An anatomical model of the human brain sits in front of a distorted, psychedelic looking background. Symbolizing psychedelic effects, most likely from psychotropic drugs such as LSD.

By Leah Samuel

When LSD was made illegal in the late 1960s, most laboratory research on the drug was likewise suspended. As a result, the best knowledge we've got of how the drug works comes from studies way back in the 1950s and 1960s. But now, as psychedelic drugs lose some of their research taboo, scientists are using modern brain scanners to learn what an acid trip looks like in the brain -- with an eye toward understanding more about the brain's own fundamentals.

Scientists recruited 20 healthy volunteers and, on two separate days, gave them one of two treatments: an injection of saline solution (placebo) or an injection of saline solution containing LSD. In each case, subjects laid still with their eyes closed while researchers conducted a battery of scans: two types of functional MRI (arterial spin labeling and blood oxygen level-dependent) and a magnetic imaging technique called magnetoencephalography.

Researchers saw that LSD induced dramatic changes in brain activity that seem to match up with its characteristic psychological effects. Blood surged to the brain's visual cortex. Connections within the visual cortex strengthened, and the stronger they were, the more visual hallucinators volunteers said they experienced. In other parts of the brain, connections weakened. An area surrounding the hippocampus, crucial for memory, communicated less with an area of the brain's cortex. The amount of falloff between the two correlated with how much volunteers reported losing a sense of self or sense of reality. Researchers published their findings Monday in Proceedings of the National Academy of Sciences.
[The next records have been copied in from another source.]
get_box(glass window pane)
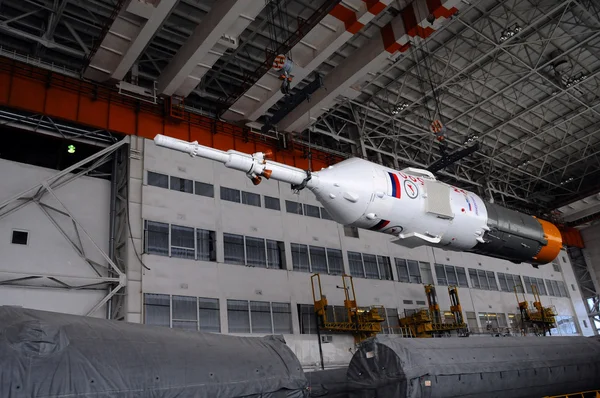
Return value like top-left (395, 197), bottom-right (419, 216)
top-left (221, 187), bottom-right (240, 203)
top-left (321, 207), bottom-right (333, 221)
top-left (446, 265), bottom-right (458, 286)
top-left (363, 254), bottom-right (379, 279)
top-left (348, 252), bottom-right (365, 278)
top-left (144, 293), bottom-right (171, 327)
top-left (195, 181), bottom-right (215, 198)
top-left (309, 246), bottom-right (327, 274)
top-left (456, 267), bottom-right (469, 287)
top-left (196, 229), bottom-right (217, 261)
top-left (227, 300), bottom-right (250, 333)
top-left (171, 225), bottom-right (196, 260)
top-left (171, 177), bottom-right (194, 193)
top-left (148, 171), bottom-right (169, 188)
top-left (223, 233), bottom-right (246, 265)
top-left (272, 303), bottom-right (293, 334)
top-left (285, 200), bottom-right (302, 215)
top-left (304, 205), bottom-right (321, 218)
top-left (267, 240), bottom-right (285, 269)
top-left (327, 249), bottom-right (344, 275)
top-left (146, 221), bottom-right (169, 256)
top-left (173, 296), bottom-right (198, 330)
top-left (198, 297), bottom-right (221, 333)
top-left (265, 195), bottom-right (281, 210)
top-left (291, 243), bottom-right (310, 272)
top-left (406, 260), bottom-right (421, 283)
top-left (485, 271), bottom-right (498, 290)
top-left (250, 301), bottom-right (273, 333)
top-left (246, 236), bottom-right (267, 268)
top-left (298, 304), bottom-right (317, 334)
top-left (394, 258), bottom-right (410, 283)
top-left (242, 191), bottom-right (260, 207)
top-left (435, 264), bottom-right (448, 286)
top-left (377, 256), bottom-right (394, 281)
top-left (469, 268), bottom-right (481, 289)
top-left (477, 269), bottom-right (490, 290)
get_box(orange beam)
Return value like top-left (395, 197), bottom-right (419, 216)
top-left (0, 57), bottom-right (342, 171)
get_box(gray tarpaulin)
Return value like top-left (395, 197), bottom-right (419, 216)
top-left (0, 306), bottom-right (308, 398)
top-left (348, 336), bottom-right (600, 398)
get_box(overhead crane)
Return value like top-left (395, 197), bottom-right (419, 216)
top-left (310, 273), bottom-right (385, 343)
top-left (514, 284), bottom-right (556, 336)
top-left (399, 284), bottom-right (467, 337)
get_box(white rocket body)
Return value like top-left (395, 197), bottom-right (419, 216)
top-left (154, 134), bottom-right (562, 265)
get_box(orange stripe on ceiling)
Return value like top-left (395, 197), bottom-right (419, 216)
top-left (381, 22), bottom-right (401, 54)
top-left (0, 57), bottom-right (343, 170)
top-left (363, 0), bottom-right (386, 15)
top-left (400, 4), bottom-right (418, 37)
top-left (329, 4), bottom-right (364, 34)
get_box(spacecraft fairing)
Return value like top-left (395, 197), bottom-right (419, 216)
top-left (154, 134), bottom-right (562, 266)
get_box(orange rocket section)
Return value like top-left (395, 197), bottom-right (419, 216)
top-left (533, 217), bottom-right (562, 263)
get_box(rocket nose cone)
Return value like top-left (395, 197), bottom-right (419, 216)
top-left (312, 158), bottom-right (375, 225)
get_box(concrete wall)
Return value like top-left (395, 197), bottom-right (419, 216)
top-left (581, 224), bottom-right (600, 291)
top-left (0, 159), bottom-right (110, 316)
top-left (129, 140), bottom-right (592, 367)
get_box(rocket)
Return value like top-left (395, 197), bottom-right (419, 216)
top-left (154, 134), bottom-right (562, 267)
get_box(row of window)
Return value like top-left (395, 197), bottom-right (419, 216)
top-left (144, 293), bottom-right (292, 334)
top-left (144, 220), bottom-right (569, 297)
top-left (148, 171), bottom-right (332, 220)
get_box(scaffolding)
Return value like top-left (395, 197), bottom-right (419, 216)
top-left (399, 285), bottom-right (468, 337)
top-left (310, 273), bottom-right (385, 343)
top-left (514, 284), bottom-right (556, 336)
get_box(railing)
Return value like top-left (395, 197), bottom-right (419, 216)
top-left (544, 390), bottom-right (600, 398)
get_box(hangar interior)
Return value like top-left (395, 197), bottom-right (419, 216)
top-left (0, 0), bottom-right (600, 390)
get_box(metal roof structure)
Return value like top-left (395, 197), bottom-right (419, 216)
top-left (0, 0), bottom-right (600, 215)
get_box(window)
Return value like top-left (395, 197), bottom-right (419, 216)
top-left (435, 264), bottom-right (469, 287)
top-left (298, 304), bottom-right (317, 334)
top-left (11, 230), bottom-right (29, 245)
top-left (327, 249), bottom-right (344, 275)
top-left (144, 293), bottom-right (171, 327)
top-left (291, 243), bottom-right (310, 272)
top-left (196, 229), bottom-right (217, 261)
top-left (171, 225), bottom-right (196, 259)
top-left (144, 293), bottom-right (221, 333)
top-left (285, 200), bottom-right (303, 215)
top-left (498, 272), bottom-right (523, 293)
top-left (227, 300), bottom-right (251, 333)
top-left (246, 236), bottom-right (267, 268)
top-left (394, 258), bottom-right (422, 283)
top-left (348, 252), bottom-right (392, 280)
top-left (291, 243), bottom-right (344, 275)
top-left (469, 268), bottom-right (496, 290)
top-left (227, 300), bottom-right (292, 334)
top-left (171, 296), bottom-right (198, 330)
top-left (198, 297), bottom-right (221, 333)
top-left (223, 233), bottom-right (246, 265)
top-left (223, 233), bottom-right (285, 269)
top-left (171, 176), bottom-right (194, 193)
top-left (194, 181), bottom-right (215, 198)
top-left (144, 221), bottom-right (169, 256)
top-left (379, 308), bottom-right (400, 334)
top-left (265, 195), bottom-right (281, 210)
top-left (321, 207), bottom-right (333, 221)
top-left (242, 191), bottom-right (260, 207)
top-left (221, 187), bottom-right (240, 203)
top-left (344, 225), bottom-right (358, 238)
top-left (304, 205), bottom-right (321, 218)
top-left (148, 171), bottom-right (169, 189)
top-left (267, 239), bottom-right (286, 269)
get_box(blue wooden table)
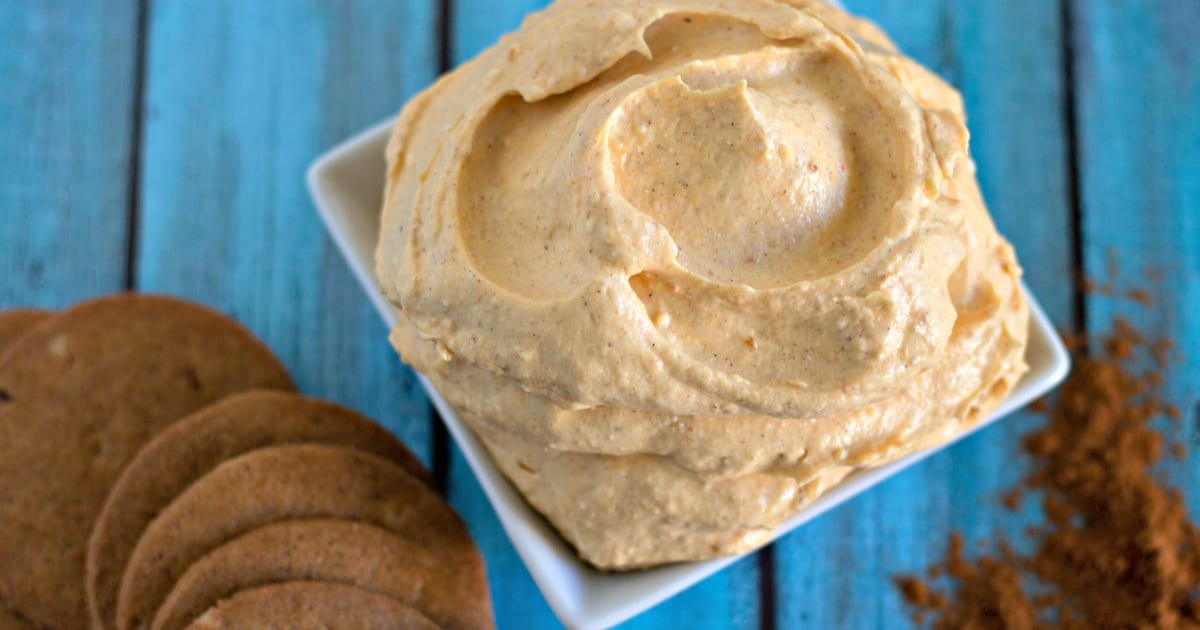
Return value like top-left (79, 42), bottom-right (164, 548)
top-left (0, 0), bottom-right (1200, 628)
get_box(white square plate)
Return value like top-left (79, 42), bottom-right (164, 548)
top-left (308, 115), bottom-right (1069, 628)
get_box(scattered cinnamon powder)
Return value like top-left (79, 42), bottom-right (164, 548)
top-left (895, 320), bottom-right (1200, 629)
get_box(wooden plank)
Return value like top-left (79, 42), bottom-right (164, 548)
top-left (0, 0), bottom-right (138, 307)
top-left (137, 0), bottom-right (438, 463)
top-left (774, 0), bottom-right (1073, 628)
top-left (1072, 0), bottom-right (1200, 511)
top-left (450, 0), bottom-right (761, 629)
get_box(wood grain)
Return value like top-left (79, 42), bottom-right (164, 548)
top-left (0, 0), bottom-right (138, 307)
top-left (775, 0), bottom-right (1073, 628)
top-left (136, 0), bottom-right (438, 463)
top-left (1072, 0), bottom-right (1200, 511)
top-left (0, 0), bottom-right (1200, 628)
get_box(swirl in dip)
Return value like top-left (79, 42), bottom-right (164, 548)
top-left (377, 0), bottom-right (1028, 569)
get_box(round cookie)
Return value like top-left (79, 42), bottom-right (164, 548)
top-left (151, 518), bottom-right (492, 629)
top-left (0, 308), bottom-right (54, 358)
top-left (88, 391), bottom-right (433, 628)
top-left (188, 582), bottom-right (438, 630)
top-left (0, 294), bottom-right (292, 628)
top-left (116, 444), bottom-right (473, 629)
top-left (0, 308), bottom-right (47, 630)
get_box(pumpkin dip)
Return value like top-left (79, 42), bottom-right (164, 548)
top-left (377, 0), bottom-right (1028, 569)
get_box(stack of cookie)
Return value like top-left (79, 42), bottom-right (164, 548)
top-left (0, 295), bottom-right (492, 629)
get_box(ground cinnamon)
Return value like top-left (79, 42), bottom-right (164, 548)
top-left (895, 320), bottom-right (1200, 629)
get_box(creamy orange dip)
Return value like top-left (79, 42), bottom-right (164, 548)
top-left (377, 0), bottom-right (1028, 569)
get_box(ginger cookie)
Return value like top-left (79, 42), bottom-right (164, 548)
top-left (88, 391), bottom-right (433, 628)
top-left (188, 582), bottom-right (438, 630)
top-left (0, 308), bottom-right (54, 358)
top-left (151, 518), bottom-right (492, 629)
top-left (0, 308), bottom-right (54, 630)
top-left (0, 294), bottom-right (292, 628)
top-left (116, 444), bottom-right (473, 629)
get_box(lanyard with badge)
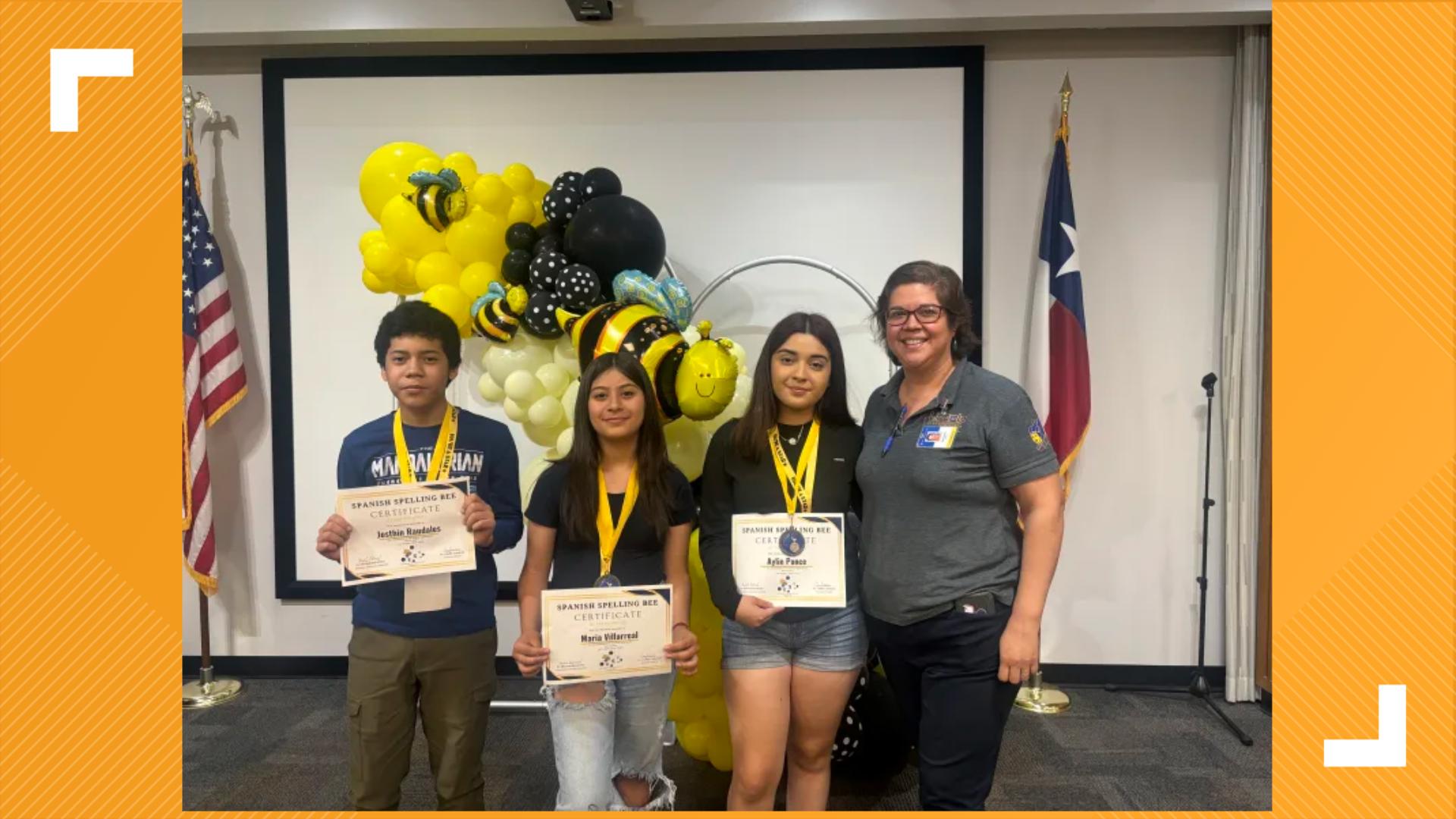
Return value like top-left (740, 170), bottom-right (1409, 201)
top-left (769, 419), bottom-right (820, 552)
top-left (594, 463), bottom-right (638, 588)
top-left (394, 405), bottom-right (460, 613)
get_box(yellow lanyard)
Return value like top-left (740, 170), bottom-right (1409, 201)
top-left (597, 466), bottom-right (638, 579)
top-left (394, 406), bottom-right (460, 484)
top-left (769, 419), bottom-right (818, 517)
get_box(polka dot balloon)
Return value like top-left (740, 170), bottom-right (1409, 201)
top-left (530, 251), bottom-right (571, 293)
top-left (521, 290), bottom-right (562, 338)
top-left (556, 264), bottom-right (601, 313)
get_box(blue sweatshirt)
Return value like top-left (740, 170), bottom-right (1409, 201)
top-left (339, 410), bottom-right (524, 637)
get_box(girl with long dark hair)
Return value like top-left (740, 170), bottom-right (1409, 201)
top-left (699, 313), bottom-right (868, 810)
top-left (513, 353), bottom-right (698, 810)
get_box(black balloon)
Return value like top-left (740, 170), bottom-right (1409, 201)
top-left (500, 251), bottom-right (532, 284)
top-left (521, 290), bottom-right (562, 338)
top-left (541, 188), bottom-right (581, 228)
top-left (556, 264), bottom-right (601, 313)
top-left (566, 194), bottom-right (667, 293)
top-left (505, 221), bottom-right (540, 251)
top-left (581, 168), bottom-right (622, 201)
top-left (530, 253), bottom-right (571, 293)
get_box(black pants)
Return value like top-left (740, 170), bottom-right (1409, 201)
top-left (864, 607), bottom-right (1018, 810)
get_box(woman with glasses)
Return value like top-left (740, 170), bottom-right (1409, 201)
top-left (855, 261), bottom-right (1063, 810)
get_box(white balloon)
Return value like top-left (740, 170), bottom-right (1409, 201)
top-left (536, 362), bottom-right (571, 398)
top-left (521, 455), bottom-right (551, 509)
top-left (526, 395), bottom-right (565, 428)
top-left (521, 421), bottom-right (560, 446)
top-left (500, 370), bottom-right (546, 406)
top-left (560, 381), bottom-right (581, 421)
top-left (476, 373), bottom-right (505, 403)
top-left (552, 335), bottom-right (581, 378)
top-left (485, 332), bottom-right (554, 386)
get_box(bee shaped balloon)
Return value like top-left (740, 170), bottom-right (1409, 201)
top-left (470, 281), bottom-right (527, 344)
top-left (405, 168), bottom-right (470, 233)
top-left (556, 302), bottom-right (738, 421)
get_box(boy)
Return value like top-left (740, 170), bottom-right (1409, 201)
top-left (318, 302), bottom-right (522, 810)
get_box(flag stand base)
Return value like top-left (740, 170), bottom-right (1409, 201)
top-left (1016, 672), bottom-right (1072, 714)
top-left (182, 666), bottom-right (243, 710)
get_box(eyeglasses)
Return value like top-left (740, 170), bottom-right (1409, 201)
top-left (885, 305), bottom-right (945, 326)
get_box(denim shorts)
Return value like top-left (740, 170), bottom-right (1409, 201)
top-left (541, 673), bottom-right (677, 810)
top-left (723, 601), bottom-right (869, 672)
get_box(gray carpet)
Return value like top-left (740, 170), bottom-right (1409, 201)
top-left (182, 679), bottom-right (1272, 810)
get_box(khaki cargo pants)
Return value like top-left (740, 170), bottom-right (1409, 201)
top-left (348, 626), bottom-right (495, 810)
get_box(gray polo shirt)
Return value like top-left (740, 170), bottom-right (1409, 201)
top-left (855, 362), bottom-right (1057, 625)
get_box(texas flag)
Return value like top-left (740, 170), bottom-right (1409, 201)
top-left (1025, 131), bottom-right (1092, 487)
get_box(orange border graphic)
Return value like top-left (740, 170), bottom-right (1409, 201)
top-left (0, 2), bottom-right (1456, 817)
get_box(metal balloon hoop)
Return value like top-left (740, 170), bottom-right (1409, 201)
top-left (675, 256), bottom-right (896, 373)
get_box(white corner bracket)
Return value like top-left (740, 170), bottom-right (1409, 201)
top-left (1325, 685), bottom-right (1405, 768)
top-left (51, 48), bottom-right (131, 133)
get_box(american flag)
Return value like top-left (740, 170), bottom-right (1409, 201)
top-left (182, 146), bottom-right (247, 595)
top-left (1027, 124), bottom-right (1092, 487)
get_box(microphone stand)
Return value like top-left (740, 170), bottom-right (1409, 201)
top-left (1103, 373), bottom-right (1254, 746)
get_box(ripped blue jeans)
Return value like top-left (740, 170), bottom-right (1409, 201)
top-left (541, 673), bottom-right (677, 810)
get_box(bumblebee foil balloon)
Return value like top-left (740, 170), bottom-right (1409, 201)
top-left (405, 168), bottom-right (469, 233)
top-left (556, 302), bottom-right (738, 421)
top-left (470, 281), bottom-right (527, 344)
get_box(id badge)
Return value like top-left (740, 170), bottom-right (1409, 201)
top-left (915, 425), bottom-right (956, 449)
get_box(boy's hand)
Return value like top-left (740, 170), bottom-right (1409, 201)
top-left (313, 514), bottom-right (354, 563)
top-left (460, 495), bottom-right (495, 548)
top-left (511, 631), bottom-right (551, 676)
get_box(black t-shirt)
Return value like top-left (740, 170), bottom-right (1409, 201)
top-left (698, 421), bottom-right (864, 623)
top-left (526, 462), bottom-right (698, 588)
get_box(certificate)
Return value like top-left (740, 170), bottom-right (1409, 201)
top-left (541, 586), bottom-right (673, 685)
top-left (335, 478), bottom-right (475, 586)
top-left (733, 514), bottom-right (845, 609)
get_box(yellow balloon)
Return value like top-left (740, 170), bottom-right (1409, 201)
top-left (364, 234), bottom-right (405, 278)
top-left (378, 196), bottom-right (446, 259)
top-left (415, 252), bottom-right (460, 291)
top-left (359, 228), bottom-right (384, 253)
top-left (359, 143), bottom-right (435, 220)
top-left (364, 268), bottom-right (394, 293)
top-left (394, 259), bottom-right (421, 296)
top-left (424, 284), bottom-right (470, 325)
top-left (446, 210), bottom-right (507, 264)
top-left (500, 162), bottom-right (536, 196)
top-left (677, 720), bottom-right (714, 759)
top-left (460, 262), bottom-right (505, 302)
top-left (470, 174), bottom-right (511, 215)
top-left (505, 196), bottom-right (537, 224)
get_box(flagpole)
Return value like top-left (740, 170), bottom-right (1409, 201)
top-left (1016, 71), bottom-right (1072, 714)
top-left (182, 84), bottom-right (243, 708)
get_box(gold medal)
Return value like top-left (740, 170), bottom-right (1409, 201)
top-left (595, 465), bottom-right (638, 587)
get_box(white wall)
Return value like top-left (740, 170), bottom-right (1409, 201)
top-left (184, 32), bottom-right (1232, 664)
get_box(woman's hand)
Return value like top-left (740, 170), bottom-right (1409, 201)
top-left (733, 595), bottom-right (783, 628)
top-left (663, 623), bottom-right (698, 676)
top-left (511, 631), bottom-right (551, 676)
top-left (996, 610), bottom-right (1041, 685)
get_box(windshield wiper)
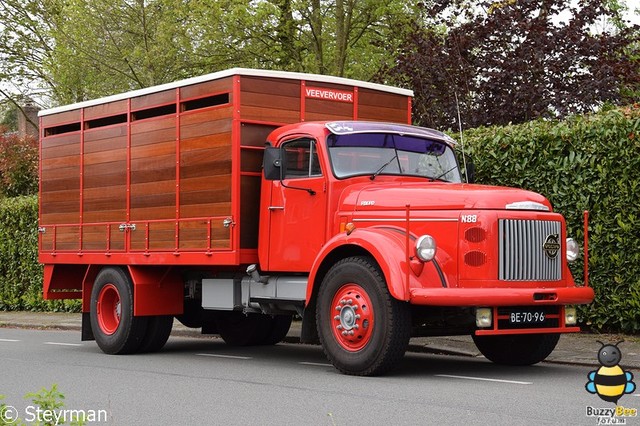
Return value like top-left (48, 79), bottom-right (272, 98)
top-left (369, 151), bottom-right (399, 180)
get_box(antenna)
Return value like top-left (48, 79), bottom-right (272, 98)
top-left (453, 92), bottom-right (469, 183)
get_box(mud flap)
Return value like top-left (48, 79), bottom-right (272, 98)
top-left (81, 312), bottom-right (96, 342)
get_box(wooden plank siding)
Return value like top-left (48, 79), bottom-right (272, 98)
top-left (39, 72), bottom-right (410, 264)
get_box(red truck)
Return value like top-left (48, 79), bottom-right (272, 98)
top-left (39, 69), bottom-right (593, 375)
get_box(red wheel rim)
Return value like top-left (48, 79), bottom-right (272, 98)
top-left (329, 284), bottom-right (375, 352)
top-left (96, 284), bottom-right (122, 335)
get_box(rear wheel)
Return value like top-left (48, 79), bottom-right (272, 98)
top-left (472, 333), bottom-right (560, 365)
top-left (90, 268), bottom-right (148, 354)
top-left (316, 256), bottom-right (411, 376)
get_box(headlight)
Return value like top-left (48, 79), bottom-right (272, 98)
top-left (567, 238), bottom-right (580, 262)
top-left (416, 235), bottom-right (436, 262)
top-left (476, 308), bottom-right (493, 328)
top-left (564, 306), bottom-right (578, 325)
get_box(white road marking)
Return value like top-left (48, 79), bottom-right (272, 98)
top-left (436, 374), bottom-right (533, 385)
top-left (196, 354), bottom-right (253, 360)
top-left (44, 342), bottom-right (82, 346)
top-left (298, 362), bottom-right (333, 367)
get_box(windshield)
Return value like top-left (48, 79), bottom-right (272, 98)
top-left (327, 133), bottom-right (461, 182)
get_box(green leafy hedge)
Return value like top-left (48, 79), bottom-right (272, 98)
top-left (464, 105), bottom-right (640, 333)
top-left (0, 196), bottom-right (80, 312)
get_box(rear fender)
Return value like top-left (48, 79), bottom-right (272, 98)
top-left (128, 265), bottom-right (184, 316)
top-left (306, 227), bottom-right (413, 304)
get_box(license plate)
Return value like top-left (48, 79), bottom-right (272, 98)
top-left (509, 310), bottom-right (546, 325)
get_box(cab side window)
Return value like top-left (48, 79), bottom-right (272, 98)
top-left (282, 139), bottom-right (322, 179)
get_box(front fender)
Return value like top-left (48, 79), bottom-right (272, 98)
top-left (306, 227), bottom-right (413, 303)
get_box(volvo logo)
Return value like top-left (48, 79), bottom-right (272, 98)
top-left (542, 234), bottom-right (560, 259)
Overall, the action of LSD on the brain is an "entropic" one, the researchers said: Brain areas that were siloed begin to talk to one another, while established lines of communication fall off -- a similar effect as seen in brain studies of other psychedelic drugs such as psilocybin. This might explain acid users' reported sensations of "seeing music" or "hearing colors."

And beyond that, studying LSD in the brain may allow researchers to understand how it, or drugs like it, might be used to treat certain psychiatric disorders. If, in some cases, mental illness is a result of brain behaviors becoming "automated and rigid," the researchers wrote, then psychedelic drugs, by introducing some chaos into the system, could be a promising therapy.